A grove of fetters (Old Norse: Fjöturlundr) is mentioned in the Eddic poem "Helgakviða Hundingsbana II":

Helgi obtained Sigrún, and they had sons. Helgi lived not to be old. Dag, the son of Högni, sacrificed to Odin, for vengeance for his father. Odin lent Dag his spear. Dag met with his relation Helgi in a place called Fiöturlund, and pierced him through with his spear. Helgi fell there, but Dag rode to the mountains and told Sigrún what had taken place.

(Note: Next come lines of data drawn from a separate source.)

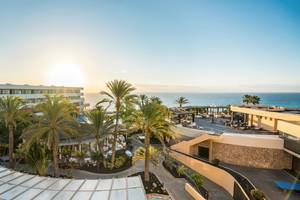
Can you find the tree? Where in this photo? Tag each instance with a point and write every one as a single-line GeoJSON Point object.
{"type": "Point", "coordinates": [152, 120]}
{"type": "Point", "coordinates": [251, 99]}
{"type": "Point", "coordinates": [181, 101]}
{"type": "Point", "coordinates": [101, 126]}
{"type": "Point", "coordinates": [80, 155]}
{"type": "Point", "coordinates": [119, 90]}
{"type": "Point", "coordinates": [55, 120]}
{"type": "Point", "coordinates": [11, 112]}
{"type": "Point", "coordinates": [140, 154]}
{"type": "Point", "coordinates": [37, 157]}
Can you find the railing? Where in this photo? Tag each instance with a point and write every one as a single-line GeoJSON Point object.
{"type": "Point", "coordinates": [292, 145]}
{"type": "Point", "coordinates": [242, 190]}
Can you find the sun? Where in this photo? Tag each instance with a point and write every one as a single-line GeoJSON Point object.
{"type": "Point", "coordinates": [65, 75]}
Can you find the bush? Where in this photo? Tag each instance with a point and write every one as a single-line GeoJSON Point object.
{"type": "Point", "coordinates": [215, 162]}
{"type": "Point", "coordinates": [181, 170]}
{"type": "Point", "coordinates": [120, 161]}
{"type": "Point", "coordinates": [258, 194]}
{"type": "Point", "coordinates": [197, 178]}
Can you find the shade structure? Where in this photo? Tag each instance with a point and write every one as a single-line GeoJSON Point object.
{"type": "Point", "coordinates": [20, 186]}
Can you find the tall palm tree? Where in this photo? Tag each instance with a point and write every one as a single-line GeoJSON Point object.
{"type": "Point", "coordinates": [55, 120]}
{"type": "Point", "coordinates": [11, 112]}
{"type": "Point", "coordinates": [119, 90]}
{"type": "Point", "coordinates": [152, 120]}
{"type": "Point", "coordinates": [181, 101]}
{"type": "Point", "coordinates": [101, 126]}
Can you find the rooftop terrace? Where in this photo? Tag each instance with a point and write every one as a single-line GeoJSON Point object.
{"type": "Point", "coordinates": [16, 185]}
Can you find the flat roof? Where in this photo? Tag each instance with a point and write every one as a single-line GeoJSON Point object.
{"type": "Point", "coordinates": [19, 186]}
{"type": "Point", "coordinates": [26, 86]}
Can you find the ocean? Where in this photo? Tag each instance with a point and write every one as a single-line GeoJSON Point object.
{"type": "Point", "coordinates": [290, 100]}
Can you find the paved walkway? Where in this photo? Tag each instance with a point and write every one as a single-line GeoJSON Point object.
{"type": "Point", "coordinates": [174, 186]}
{"type": "Point", "coordinates": [264, 180]}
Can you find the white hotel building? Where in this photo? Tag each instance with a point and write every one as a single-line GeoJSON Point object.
{"type": "Point", "coordinates": [32, 94]}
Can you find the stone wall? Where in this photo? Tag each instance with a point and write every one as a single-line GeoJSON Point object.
{"type": "Point", "coordinates": [296, 165]}
{"type": "Point", "coordinates": [252, 156]}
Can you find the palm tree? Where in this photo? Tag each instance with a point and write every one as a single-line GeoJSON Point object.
{"type": "Point", "coordinates": [152, 120]}
{"type": "Point", "coordinates": [11, 112]}
{"type": "Point", "coordinates": [54, 121]}
{"type": "Point", "coordinates": [140, 152]}
{"type": "Point", "coordinates": [119, 90]}
{"type": "Point", "coordinates": [156, 99]}
{"type": "Point", "coordinates": [181, 101]}
{"type": "Point", "coordinates": [101, 126]}
{"type": "Point", "coordinates": [38, 158]}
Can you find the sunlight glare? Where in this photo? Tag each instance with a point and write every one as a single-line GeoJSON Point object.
{"type": "Point", "coordinates": [65, 75]}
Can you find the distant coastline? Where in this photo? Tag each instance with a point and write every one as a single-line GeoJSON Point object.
{"type": "Point", "coordinates": [290, 100]}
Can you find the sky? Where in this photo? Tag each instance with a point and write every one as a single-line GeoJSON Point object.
{"type": "Point", "coordinates": [157, 45]}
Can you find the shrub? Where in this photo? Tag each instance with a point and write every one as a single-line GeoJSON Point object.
{"type": "Point", "coordinates": [197, 178]}
{"type": "Point", "coordinates": [258, 194]}
{"type": "Point", "coordinates": [215, 162]}
{"type": "Point", "coordinates": [181, 170]}
{"type": "Point", "coordinates": [120, 161]}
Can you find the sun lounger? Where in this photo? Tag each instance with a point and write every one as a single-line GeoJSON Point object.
{"type": "Point", "coordinates": [288, 185]}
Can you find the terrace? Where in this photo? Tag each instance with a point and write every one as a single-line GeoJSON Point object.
{"type": "Point", "coordinates": [16, 185]}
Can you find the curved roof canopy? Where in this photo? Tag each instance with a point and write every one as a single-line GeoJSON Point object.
{"type": "Point", "coordinates": [20, 186]}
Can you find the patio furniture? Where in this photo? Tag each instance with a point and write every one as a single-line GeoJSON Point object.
{"type": "Point", "coordinates": [287, 185]}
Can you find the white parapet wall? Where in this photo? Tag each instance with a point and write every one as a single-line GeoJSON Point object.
{"type": "Point", "coordinates": [193, 192]}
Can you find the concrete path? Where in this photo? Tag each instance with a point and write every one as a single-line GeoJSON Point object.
{"type": "Point", "coordinates": [264, 180]}
{"type": "Point", "coordinates": [174, 186]}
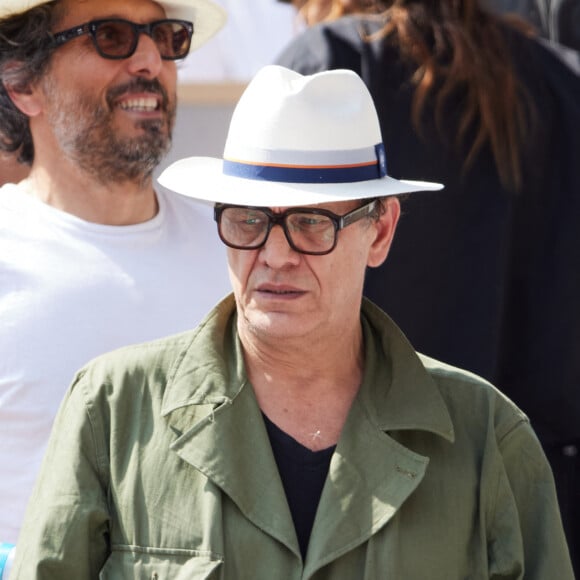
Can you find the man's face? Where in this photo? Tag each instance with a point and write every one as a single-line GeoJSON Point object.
{"type": "Point", "coordinates": [282, 294]}
{"type": "Point", "coordinates": [114, 118]}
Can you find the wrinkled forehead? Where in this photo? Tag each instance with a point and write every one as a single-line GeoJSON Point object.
{"type": "Point", "coordinates": [71, 12]}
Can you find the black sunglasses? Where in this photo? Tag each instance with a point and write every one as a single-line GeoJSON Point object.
{"type": "Point", "coordinates": [308, 230]}
{"type": "Point", "coordinates": [116, 38]}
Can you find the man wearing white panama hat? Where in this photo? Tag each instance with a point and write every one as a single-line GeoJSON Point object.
{"type": "Point", "coordinates": [91, 256]}
{"type": "Point", "coordinates": [295, 433]}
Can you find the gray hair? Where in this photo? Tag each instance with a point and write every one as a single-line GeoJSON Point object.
{"type": "Point", "coordinates": [26, 47]}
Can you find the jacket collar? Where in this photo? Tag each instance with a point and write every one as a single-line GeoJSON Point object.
{"type": "Point", "coordinates": [219, 430]}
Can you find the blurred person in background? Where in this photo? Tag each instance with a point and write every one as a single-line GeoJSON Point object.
{"type": "Point", "coordinates": [92, 257]}
{"type": "Point", "coordinates": [486, 274]}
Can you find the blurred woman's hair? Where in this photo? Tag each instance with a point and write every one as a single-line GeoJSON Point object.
{"type": "Point", "coordinates": [456, 47]}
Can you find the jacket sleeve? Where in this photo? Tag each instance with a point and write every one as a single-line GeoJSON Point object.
{"type": "Point", "coordinates": [65, 531]}
{"type": "Point", "coordinates": [525, 481]}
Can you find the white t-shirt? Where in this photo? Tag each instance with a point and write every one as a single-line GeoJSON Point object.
{"type": "Point", "coordinates": [71, 290]}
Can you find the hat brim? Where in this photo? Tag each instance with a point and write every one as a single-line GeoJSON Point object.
{"type": "Point", "coordinates": [207, 16]}
{"type": "Point", "coordinates": [202, 178]}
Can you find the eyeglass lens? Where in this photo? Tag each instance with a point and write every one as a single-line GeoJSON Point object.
{"type": "Point", "coordinates": [118, 38]}
{"type": "Point", "coordinates": [248, 228]}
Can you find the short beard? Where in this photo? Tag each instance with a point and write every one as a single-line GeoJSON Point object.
{"type": "Point", "coordinates": [86, 133]}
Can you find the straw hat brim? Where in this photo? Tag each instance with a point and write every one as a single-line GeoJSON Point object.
{"type": "Point", "coordinates": [202, 178]}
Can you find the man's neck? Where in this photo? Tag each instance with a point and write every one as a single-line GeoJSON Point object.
{"type": "Point", "coordinates": [118, 203]}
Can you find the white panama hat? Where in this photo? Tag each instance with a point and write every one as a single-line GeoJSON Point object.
{"type": "Point", "coordinates": [207, 16]}
{"type": "Point", "coordinates": [295, 140]}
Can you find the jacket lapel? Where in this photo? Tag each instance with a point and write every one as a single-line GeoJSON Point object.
{"type": "Point", "coordinates": [219, 428]}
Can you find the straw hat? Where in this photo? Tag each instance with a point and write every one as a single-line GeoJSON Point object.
{"type": "Point", "coordinates": [207, 16]}
{"type": "Point", "coordinates": [295, 140]}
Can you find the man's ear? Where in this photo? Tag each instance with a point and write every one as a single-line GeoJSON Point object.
{"type": "Point", "coordinates": [25, 96]}
{"type": "Point", "coordinates": [385, 226]}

― Helgakviða Hundingsbana II, Thorpe's translation

The description is often compared with a section by Tacitus on a sacred grove of the Semnones:

At a stated period, all the tribes of the same race assemble by their representatives in a grove consecrated by the auguries of their forefathers, and by immemorial associations of terror. Here, having publicly slaughtered a human victim, they celebrate the horrible beginning of their barbarous rite. Reverence also in other ways is paid to the grove. No one enters it except bound with a chain, as an inferior acknowledging the might of the local divinity. If he chance to fall, it is not lawful for him to be lifted up, or to rise to his feet; he must crawl out along the ground. All this superstition implies the belief that from this spot the nation took its origin, that here dwells the supreme and all-ruling deity, to whom all else is subject and obedient.

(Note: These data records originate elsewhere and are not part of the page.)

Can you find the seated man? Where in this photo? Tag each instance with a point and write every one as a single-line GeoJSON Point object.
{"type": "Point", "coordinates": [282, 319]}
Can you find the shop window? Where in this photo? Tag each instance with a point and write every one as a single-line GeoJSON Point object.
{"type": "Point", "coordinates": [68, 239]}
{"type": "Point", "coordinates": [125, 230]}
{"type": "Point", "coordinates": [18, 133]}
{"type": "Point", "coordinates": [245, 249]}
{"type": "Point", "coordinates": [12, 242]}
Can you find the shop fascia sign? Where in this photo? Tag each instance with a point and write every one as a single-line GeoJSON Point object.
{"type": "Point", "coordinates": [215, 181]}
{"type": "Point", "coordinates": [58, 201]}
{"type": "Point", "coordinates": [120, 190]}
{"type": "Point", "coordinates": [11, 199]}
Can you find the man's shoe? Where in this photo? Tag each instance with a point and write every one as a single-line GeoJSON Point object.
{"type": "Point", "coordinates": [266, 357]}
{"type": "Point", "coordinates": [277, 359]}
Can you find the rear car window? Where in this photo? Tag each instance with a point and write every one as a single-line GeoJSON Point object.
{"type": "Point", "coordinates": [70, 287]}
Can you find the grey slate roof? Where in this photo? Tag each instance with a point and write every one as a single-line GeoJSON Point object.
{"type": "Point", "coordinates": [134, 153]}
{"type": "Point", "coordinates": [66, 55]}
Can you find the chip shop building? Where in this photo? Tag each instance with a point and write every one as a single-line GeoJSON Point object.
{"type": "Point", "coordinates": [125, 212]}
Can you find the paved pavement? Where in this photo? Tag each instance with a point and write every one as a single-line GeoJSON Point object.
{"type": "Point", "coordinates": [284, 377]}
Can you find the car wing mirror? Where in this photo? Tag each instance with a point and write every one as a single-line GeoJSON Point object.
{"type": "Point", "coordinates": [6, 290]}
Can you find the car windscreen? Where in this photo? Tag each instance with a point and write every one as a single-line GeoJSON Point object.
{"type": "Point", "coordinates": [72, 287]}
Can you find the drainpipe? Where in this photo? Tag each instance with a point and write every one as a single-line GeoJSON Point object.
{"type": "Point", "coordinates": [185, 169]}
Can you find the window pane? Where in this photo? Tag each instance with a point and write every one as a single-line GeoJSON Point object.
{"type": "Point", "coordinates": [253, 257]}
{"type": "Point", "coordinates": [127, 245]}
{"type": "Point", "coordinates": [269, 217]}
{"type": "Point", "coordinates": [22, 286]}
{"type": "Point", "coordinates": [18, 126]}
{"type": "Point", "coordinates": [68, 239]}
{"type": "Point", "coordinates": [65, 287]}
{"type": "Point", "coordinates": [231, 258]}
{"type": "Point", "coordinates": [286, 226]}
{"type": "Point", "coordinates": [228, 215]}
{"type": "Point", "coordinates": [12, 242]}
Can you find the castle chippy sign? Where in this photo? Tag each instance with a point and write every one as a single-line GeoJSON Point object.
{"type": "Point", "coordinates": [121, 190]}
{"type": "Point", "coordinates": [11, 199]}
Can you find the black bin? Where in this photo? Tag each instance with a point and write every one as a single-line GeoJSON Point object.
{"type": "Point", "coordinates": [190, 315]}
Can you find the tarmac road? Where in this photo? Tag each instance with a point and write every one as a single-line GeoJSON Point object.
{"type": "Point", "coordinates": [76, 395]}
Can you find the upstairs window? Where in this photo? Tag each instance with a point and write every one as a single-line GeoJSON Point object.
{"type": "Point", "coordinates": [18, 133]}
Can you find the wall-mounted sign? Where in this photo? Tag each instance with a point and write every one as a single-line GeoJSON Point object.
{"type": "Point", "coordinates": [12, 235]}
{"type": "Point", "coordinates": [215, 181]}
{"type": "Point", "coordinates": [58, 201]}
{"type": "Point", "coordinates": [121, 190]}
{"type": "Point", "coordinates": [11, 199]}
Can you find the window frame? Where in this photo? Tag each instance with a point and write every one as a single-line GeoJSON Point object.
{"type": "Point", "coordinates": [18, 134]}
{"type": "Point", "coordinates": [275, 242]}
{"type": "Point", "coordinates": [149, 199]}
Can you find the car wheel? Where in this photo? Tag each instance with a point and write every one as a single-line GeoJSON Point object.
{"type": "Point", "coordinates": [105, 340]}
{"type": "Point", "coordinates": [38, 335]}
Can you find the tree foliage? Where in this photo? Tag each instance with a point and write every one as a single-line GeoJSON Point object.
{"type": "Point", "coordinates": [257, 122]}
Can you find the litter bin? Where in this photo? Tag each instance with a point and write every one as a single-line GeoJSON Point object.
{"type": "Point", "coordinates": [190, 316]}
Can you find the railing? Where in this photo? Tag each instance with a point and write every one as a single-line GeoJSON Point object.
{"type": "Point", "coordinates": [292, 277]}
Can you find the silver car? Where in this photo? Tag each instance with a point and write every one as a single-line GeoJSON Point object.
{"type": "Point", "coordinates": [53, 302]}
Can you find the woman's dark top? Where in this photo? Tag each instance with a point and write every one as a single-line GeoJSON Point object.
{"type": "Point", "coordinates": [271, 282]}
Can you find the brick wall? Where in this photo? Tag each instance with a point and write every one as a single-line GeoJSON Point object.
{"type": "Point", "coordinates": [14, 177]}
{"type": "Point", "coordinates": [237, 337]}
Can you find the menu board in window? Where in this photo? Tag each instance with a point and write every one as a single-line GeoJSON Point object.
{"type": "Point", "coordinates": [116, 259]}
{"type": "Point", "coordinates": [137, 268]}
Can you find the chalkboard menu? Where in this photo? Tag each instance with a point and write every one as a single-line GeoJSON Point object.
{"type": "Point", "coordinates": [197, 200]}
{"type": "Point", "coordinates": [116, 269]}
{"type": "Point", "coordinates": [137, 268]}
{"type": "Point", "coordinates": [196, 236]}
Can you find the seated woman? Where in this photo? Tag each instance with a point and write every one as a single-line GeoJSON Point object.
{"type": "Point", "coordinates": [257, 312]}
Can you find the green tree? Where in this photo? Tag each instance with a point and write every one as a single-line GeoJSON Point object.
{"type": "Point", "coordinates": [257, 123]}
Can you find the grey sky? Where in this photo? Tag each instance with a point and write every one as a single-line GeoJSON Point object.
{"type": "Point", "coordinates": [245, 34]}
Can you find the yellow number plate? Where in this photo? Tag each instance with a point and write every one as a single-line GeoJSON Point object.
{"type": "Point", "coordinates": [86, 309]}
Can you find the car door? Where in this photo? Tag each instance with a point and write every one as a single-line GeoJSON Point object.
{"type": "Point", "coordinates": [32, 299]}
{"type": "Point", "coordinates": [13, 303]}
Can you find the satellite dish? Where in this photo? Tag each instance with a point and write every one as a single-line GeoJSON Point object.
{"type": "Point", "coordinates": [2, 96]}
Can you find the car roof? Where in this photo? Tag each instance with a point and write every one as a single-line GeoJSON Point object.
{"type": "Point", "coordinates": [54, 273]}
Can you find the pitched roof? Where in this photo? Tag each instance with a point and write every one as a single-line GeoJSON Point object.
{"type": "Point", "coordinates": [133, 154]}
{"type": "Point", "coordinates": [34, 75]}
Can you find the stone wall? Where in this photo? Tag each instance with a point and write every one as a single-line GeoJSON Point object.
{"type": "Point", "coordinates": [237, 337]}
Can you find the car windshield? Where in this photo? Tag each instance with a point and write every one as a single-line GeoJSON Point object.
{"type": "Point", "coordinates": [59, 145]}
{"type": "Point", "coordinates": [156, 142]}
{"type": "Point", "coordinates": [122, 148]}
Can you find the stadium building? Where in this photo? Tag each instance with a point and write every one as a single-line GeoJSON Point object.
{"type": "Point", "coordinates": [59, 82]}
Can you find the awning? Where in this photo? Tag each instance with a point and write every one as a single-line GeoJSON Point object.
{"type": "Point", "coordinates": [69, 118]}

Due to the resemblance between the two texts, some scholars have identified the deity of the Semnones with an early form of Odin. Others suggest an early form of Týr may have been involved, as he is the Germanic continuation of Proto-Indo-European sky-father '*dyeus', whose cognates are Jupiter and Zeus. Furthermore, Tacitus reports that the Germanic peoples of his age regarded a "Tuisco" or "Tuisto" as the progenitor of mankind, which is sometimes surmised to be a Latinisation of Proto-Germanic '*Tiwaz', which later became "Týr" in Old Norse. Ultimately, evidence is insufficient for certain identification.